第15話 灯火の温もり
魔獣を殲滅させれば、それで戦いが終わりというわけではない。
勝利とは、ただ敵を倒すことではない。
その後に残る“現実”に向き合うことでもある。
兵士の手当て、魔獣からの魔素石をはじめとした素材採取、不要となった死骸の焼却、けが人の砦内への収容、宿舎に入りきれない兵士の野営準備。
勝利の余韻に浸る間もなく、多くの人が、影が交差する。
物見櫓の上では、陽が落ちたことで風が少し強く吹いていた。
夜気を含んだ冷たい風が、濃い紅の髪と紺色の外套をはためかせる。
薄氷の勝利だった。ほんのわずかな綻びがあれば、結果は違っていた。
その余韻を醒ますようにエリザベートは一人そこに立って、森林に魔獣の気配がないか、不審な動きはないか、目を凝らしていた。

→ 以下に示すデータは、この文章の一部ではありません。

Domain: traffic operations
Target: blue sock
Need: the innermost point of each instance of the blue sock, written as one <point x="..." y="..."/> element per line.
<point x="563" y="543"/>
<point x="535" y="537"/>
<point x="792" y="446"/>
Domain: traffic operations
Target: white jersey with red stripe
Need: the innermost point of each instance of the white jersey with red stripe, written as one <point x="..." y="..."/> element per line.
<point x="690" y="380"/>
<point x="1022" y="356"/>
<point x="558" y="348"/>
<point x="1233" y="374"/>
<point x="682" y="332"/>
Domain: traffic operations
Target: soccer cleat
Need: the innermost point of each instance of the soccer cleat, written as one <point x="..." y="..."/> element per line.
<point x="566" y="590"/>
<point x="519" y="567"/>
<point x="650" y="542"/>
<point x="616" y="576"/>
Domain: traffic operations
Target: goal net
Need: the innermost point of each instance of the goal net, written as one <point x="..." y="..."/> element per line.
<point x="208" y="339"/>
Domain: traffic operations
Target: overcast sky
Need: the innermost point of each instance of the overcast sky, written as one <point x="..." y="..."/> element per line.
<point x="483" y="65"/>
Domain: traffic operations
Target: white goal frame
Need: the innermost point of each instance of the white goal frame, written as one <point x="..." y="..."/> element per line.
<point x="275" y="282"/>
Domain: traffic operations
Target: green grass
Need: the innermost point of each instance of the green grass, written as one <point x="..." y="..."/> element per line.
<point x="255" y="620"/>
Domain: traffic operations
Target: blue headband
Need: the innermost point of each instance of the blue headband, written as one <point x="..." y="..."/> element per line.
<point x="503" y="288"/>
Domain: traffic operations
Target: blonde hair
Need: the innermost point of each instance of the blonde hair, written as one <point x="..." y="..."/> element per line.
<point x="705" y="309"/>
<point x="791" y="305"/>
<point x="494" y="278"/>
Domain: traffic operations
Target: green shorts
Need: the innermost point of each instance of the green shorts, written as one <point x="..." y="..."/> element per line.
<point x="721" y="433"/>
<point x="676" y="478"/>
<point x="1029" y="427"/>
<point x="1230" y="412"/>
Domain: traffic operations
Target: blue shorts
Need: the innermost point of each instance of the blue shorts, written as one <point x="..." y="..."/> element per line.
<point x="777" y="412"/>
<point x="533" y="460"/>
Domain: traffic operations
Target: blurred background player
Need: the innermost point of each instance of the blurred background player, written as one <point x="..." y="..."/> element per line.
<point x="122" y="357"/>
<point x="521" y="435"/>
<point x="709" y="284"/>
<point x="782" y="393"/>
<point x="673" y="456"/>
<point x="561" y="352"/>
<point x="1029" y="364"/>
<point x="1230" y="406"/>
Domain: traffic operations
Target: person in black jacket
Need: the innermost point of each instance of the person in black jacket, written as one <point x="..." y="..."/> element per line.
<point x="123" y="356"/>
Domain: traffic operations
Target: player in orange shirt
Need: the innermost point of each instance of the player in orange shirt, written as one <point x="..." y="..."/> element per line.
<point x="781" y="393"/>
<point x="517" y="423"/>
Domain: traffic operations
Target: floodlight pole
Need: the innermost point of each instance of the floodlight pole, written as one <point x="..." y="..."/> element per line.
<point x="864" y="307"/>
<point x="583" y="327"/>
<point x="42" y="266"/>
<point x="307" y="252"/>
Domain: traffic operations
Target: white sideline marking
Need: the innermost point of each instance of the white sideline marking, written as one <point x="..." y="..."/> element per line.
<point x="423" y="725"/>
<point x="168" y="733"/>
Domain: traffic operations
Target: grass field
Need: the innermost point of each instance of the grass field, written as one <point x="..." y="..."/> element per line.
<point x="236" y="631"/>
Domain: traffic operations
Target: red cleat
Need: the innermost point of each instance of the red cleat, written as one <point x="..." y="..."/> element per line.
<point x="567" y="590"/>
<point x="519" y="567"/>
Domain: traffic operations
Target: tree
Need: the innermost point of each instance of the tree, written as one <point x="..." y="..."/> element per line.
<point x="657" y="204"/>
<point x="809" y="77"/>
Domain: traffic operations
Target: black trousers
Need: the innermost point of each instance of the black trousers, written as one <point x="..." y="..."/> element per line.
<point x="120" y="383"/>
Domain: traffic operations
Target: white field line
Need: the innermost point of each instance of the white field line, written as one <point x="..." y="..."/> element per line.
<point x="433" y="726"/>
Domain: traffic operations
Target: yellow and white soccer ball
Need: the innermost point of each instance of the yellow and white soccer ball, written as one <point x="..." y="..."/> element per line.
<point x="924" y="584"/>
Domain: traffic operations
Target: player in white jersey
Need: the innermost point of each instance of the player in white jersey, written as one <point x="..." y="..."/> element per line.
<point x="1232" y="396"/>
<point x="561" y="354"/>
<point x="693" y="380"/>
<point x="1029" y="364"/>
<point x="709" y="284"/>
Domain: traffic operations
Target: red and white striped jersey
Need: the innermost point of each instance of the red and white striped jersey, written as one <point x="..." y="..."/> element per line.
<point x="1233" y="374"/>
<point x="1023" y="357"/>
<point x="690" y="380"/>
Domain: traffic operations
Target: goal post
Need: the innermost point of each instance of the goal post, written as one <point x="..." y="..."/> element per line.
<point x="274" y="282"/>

静かな森に安心し、次に動かした視線の先には、戦場の跡で動く多くの人影。
夜の帳が降りるとともに、
灯りが一つ、また一つと増えていく。
篝火だ。
暗くなった地面に、橙色にゆらめく温かな光が点在する。
それはまるで、鎮魂の灯りであり、安堵の息づかいのようでもあった。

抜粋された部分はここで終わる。